Si è sentita la Chiesa come luogo in cui vivere questa doppia dinamica: “finalmente la Chiesa mi chiede come sto”, “mi viene a cercare”, “si interessa a me”, “ha cura di me”. Allo stesso tempo la Chiesa “mi fa sentire che non sono solo”, ma che posso vivere come fratello in una grande famiglia.
Si sente la paura della solitudine e il grande desiderio di non rimanere soli.
Vi do un comandamento nuovo: che vi amiate gli uni gli altri. Come io ho amato voi, così amatevi anche voi gli uni gli altri. Da questo tutti sapranno che siete miei discepoli: se avete amore gli uni per gli altri.
Siamo aperti all’ascolto dell’altro?
Come viviamo le relazioni all’interno della nostra comunità/gruppo? Chi prende l’iniziativa verso l’altro?
Quando abbiamo sentito di essere ascoltati e presi sul serio nella Chiesa?
Quando siamo stati in grado di tessere relazioni personali e comunitarie significative? Come ci siamo messi in gioco?
Quali attenzioni, abilità, stili ci piacerebbe adottare?
Il nostro consiglio pastorale/affari economici è luogo di ascolto e di discernimento sinodale?
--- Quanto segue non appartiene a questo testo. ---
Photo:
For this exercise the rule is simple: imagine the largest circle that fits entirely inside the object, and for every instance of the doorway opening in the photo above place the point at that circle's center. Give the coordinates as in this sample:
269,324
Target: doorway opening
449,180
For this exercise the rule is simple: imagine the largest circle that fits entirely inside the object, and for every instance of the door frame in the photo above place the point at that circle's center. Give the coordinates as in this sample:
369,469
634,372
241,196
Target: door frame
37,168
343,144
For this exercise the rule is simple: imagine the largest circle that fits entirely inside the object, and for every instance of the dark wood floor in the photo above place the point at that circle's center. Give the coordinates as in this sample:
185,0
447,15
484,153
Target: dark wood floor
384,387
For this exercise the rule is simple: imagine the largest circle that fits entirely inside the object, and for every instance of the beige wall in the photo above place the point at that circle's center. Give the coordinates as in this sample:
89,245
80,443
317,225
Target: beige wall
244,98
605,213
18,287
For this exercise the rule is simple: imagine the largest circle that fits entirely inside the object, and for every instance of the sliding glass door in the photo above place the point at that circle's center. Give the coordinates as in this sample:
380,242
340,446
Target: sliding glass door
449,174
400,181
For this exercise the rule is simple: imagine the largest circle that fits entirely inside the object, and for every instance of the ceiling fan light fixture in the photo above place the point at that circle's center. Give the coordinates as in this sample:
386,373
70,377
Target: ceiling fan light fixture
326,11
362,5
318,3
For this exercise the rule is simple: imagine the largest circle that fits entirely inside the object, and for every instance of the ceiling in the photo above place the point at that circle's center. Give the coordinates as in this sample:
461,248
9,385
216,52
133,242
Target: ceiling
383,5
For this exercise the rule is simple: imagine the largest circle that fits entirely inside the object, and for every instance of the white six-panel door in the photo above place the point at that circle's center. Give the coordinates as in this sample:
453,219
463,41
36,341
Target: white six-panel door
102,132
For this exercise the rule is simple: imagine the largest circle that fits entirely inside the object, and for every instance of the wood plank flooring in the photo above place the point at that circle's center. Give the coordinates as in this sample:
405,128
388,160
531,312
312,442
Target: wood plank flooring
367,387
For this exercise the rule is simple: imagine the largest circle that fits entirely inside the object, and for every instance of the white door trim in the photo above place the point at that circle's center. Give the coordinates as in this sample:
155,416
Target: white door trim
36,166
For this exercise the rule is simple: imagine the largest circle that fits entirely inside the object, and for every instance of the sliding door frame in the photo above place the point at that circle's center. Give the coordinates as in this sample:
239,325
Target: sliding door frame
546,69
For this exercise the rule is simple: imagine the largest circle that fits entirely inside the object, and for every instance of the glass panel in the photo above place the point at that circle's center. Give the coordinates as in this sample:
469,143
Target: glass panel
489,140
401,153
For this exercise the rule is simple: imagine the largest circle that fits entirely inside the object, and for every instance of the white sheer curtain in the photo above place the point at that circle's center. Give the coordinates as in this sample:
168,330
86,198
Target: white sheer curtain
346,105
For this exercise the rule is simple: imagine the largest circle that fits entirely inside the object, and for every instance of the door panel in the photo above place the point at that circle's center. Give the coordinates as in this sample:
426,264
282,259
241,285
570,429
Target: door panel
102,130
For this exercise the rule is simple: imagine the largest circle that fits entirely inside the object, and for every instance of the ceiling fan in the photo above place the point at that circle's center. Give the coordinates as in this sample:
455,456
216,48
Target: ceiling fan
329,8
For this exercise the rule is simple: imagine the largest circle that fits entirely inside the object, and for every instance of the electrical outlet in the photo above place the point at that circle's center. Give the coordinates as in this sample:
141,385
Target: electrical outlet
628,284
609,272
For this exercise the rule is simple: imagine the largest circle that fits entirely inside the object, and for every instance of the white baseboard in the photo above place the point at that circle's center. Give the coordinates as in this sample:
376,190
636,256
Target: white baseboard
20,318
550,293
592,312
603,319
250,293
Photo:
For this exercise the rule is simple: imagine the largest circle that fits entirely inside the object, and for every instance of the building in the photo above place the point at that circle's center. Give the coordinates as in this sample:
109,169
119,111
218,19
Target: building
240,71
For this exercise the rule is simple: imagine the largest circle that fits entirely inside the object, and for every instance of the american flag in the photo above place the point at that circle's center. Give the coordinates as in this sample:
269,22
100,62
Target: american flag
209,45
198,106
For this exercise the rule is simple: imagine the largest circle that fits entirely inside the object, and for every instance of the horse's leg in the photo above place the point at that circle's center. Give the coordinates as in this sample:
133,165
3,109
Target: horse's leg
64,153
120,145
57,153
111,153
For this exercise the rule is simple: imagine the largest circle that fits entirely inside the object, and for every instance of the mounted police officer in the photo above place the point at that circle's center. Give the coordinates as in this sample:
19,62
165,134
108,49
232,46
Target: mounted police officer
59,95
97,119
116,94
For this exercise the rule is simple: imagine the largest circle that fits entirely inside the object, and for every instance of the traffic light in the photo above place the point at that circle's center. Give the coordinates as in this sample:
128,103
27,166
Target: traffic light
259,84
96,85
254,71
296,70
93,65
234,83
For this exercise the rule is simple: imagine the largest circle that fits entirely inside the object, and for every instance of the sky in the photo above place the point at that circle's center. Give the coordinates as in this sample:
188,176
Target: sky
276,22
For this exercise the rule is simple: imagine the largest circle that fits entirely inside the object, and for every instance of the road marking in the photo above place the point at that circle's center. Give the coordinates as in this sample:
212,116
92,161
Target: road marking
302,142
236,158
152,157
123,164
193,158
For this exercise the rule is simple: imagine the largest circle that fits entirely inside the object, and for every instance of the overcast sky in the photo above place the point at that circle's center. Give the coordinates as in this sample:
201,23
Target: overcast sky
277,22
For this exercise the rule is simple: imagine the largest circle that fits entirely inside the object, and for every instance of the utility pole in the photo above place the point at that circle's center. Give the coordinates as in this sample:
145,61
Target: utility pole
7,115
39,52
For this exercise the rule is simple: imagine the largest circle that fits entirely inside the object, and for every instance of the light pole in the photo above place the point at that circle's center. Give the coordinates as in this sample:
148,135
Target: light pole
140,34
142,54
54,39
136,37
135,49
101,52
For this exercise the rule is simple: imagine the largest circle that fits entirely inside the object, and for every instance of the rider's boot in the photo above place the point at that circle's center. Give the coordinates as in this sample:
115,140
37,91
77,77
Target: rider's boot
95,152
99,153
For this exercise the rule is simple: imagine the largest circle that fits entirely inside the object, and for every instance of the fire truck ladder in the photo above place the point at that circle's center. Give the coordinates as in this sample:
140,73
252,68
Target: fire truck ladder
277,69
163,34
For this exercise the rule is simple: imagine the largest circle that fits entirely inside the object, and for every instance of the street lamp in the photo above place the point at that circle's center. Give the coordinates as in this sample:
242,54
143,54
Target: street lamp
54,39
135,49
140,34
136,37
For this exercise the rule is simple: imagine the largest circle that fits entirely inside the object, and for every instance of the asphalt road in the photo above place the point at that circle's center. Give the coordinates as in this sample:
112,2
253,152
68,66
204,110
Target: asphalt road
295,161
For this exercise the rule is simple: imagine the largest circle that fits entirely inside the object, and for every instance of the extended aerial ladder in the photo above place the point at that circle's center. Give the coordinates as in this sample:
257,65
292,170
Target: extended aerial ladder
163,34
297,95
Quali funzioni e impegni sono davvero necessari all’evangelizzazione e quali sono solo volti a conservare le strutture?
Quali delle nostre strutture si potrebbero snellire per servire meglio l’annuncio del Vangelo?
Che cosa chiedono gli uomini e le donne del nostro tempo per sentirsi “a casa” nella Chiesa? Proviamo a ipotizzare.
Quali passi siamo disposti a fare per essere comunità cristiane aperte, accoglienti e capaci di avere cura dell’altro?
Che consapevolezza abbiamo di essere Diocesi, Chiesa di Faenza-Modigliana?
Che cos’è che aiuta a vivere l’esperienza cristiana nelle case e cosa servirebbe per essere aiutati a viverla meglio?
Esistono esperienze ospitali positive per bambini, ragazzi, disabili, giovani, anziani e famiglie (ad es. l’oratorio)?